Your back is always under the effect of gravity which is trying to pull it down and changing its position from being straight to bending forwards and downwards.

On the other hand, your back muscles act to oppose this action of gravity and straighten your back.

In this era most of us work at an office and spend most of their time reading, writing or most common on the computer. All of these activities implies sitting which means more load to your back and more bending over to read your work or see what is on the computer's screen.

This bend to your back while doing such activities is harmful because it causes lengthening of your muscles and consequent decrease in tone so they become weaker and result in more bending and increase your back pain.
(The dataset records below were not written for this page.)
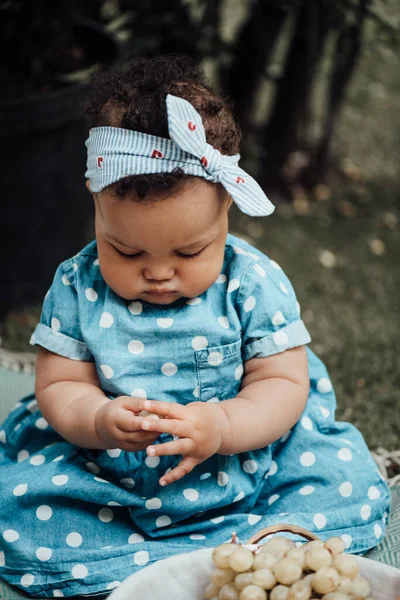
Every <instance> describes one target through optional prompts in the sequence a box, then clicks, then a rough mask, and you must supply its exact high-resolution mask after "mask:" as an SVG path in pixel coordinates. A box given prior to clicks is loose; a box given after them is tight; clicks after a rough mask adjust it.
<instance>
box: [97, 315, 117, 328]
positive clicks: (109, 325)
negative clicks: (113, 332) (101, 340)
mask: <svg viewBox="0 0 400 600" xmlns="http://www.w3.org/2000/svg"><path fill="white" fill-rule="evenodd" d="M113 323H114V317H113V316H112V314H111V313H108V312H104V313H102V315H101V317H100V327H104V329H108V327H111V325H112V324H113Z"/></svg>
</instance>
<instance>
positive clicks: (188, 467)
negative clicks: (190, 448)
mask: <svg viewBox="0 0 400 600" xmlns="http://www.w3.org/2000/svg"><path fill="white" fill-rule="evenodd" d="M199 463H200V461H199V460H197V459H196V458H193V457H191V456H186V457H185V458H184V459H183V460H181V462H180V463H179V465H178V466H176V467H175V468H174V469H172V471H170V472H169V473H166V474H165V475H163V476H162V477H161V479H160V480H159V484H160V485H162V486H165V485H169V484H170V483H173V482H174V481H178V480H179V479H182V477H185V475H187V474H188V473H190V472H191V471H193V469H194V468H195V467H196V466H197V465H198V464H199Z"/></svg>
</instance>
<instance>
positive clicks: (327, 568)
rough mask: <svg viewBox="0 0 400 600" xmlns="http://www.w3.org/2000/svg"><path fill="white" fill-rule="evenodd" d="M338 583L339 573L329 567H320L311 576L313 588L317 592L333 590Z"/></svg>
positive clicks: (325, 592)
mask: <svg viewBox="0 0 400 600" xmlns="http://www.w3.org/2000/svg"><path fill="white" fill-rule="evenodd" d="M338 584H339V573H338V572H337V571H336V570H335V569H332V568H331V567H322V569H319V570H318V571H317V572H316V573H314V575H313V578H312V586H313V589H314V590H315V591H316V592H318V593H319V594H328V593H329V592H334V591H335V590H336V588H337V586H338Z"/></svg>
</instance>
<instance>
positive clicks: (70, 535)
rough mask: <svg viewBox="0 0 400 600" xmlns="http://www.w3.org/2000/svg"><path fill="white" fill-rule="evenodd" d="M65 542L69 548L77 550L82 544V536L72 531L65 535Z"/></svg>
mask: <svg viewBox="0 0 400 600" xmlns="http://www.w3.org/2000/svg"><path fill="white" fill-rule="evenodd" d="M65 541H66V542H67V544H68V546H71V548H78V546H80V545H81V544H82V536H81V534H80V533H78V532H77V531H72V532H71V533H69V534H68V535H67V537H66V539H65Z"/></svg>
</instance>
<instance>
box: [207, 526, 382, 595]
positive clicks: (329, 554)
mask: <svg viewBox="0 0 400 600" xmlns="http://www.w3.org/2000/svg"><path fill="white" fill-rule="evenodd" d="M212 559H213V563H214V567H215V568H214V569H213V571H212V573H211V583H209V585H208V586H207V588H206V590H205V599H206V600H316V599H317V598H321V599H322V600H346V599H349V598H350V599H351V600H364V599H367V600H372V598H371V597H370V596H369V593H370V586H369V583H368V581H367V580H366V579H364V578H363V577H361V576H360V574H359V563H358V561H357V558H356V557H355V556H354V555H351V554H344V543H343V541H342V540H341V539H340V538H339V537H331V538H329V539H328V540H327V541H326V542H322V541H319V540H318V541H317V540H315V541H312V542H308V543H306V544H303V545H302V546H300V547H297V546H296V544H295V543H294V542H293V541H292V540H289V539H288V538H284V537H274V538H271V539H270V540H268V541H267V542H266V543H265V544H263V545H262V546H258V547H257V548H256V549H255V550H251V549H249V548H248V547H246V546H242V545H241V544H238V543H236V536H235V534H233V536H232V541H231V542H230V543H227V544H222V545H221V546H218V547H217V548H215V549H214V550H213V554H212Z"/></svg>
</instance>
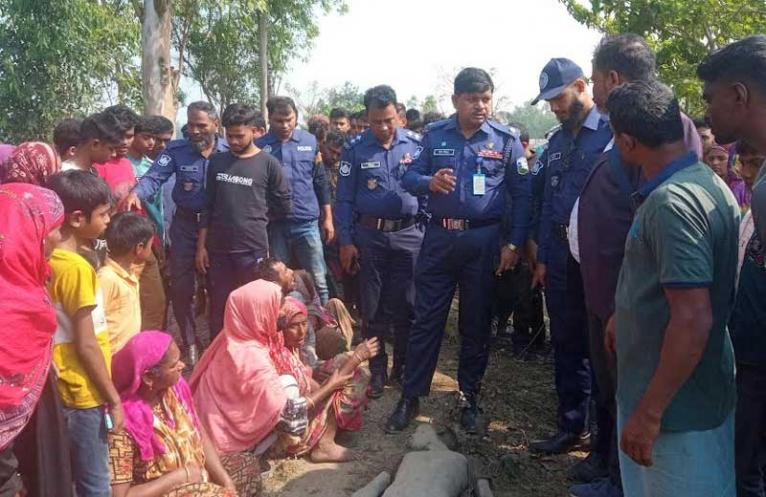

But How to maintain a good posture??

I am not going to tell you unhelpful advices like those I have heard before like "keep your back straight" but instead I am going to tell you exactly how to make and maintain good posture. This can be summarised in the following four points.

Distribute your weight equally to your legs. I mean that you should not stand and load your weight on one leg more than the other.

Keep your chest inflated, this can be done by taking a maximum breath in and then breath it out but during breathing out hold your position of maximum chest inflation (as when you were breathing in).

Contract your abdominal muscles such that you create a tension in them. If it is difficult to you then imagine that someone is going to punch your abdomen and you are defending your self by contracting your muscles.

Take your head as much back as possible. While doing so you will find your chin coming closer to your neck and chest.

Your muscles are adapted to the bad posture you used to take before, so it might be uncomfortable at the beginning while taking the healthy position but you have to keep on.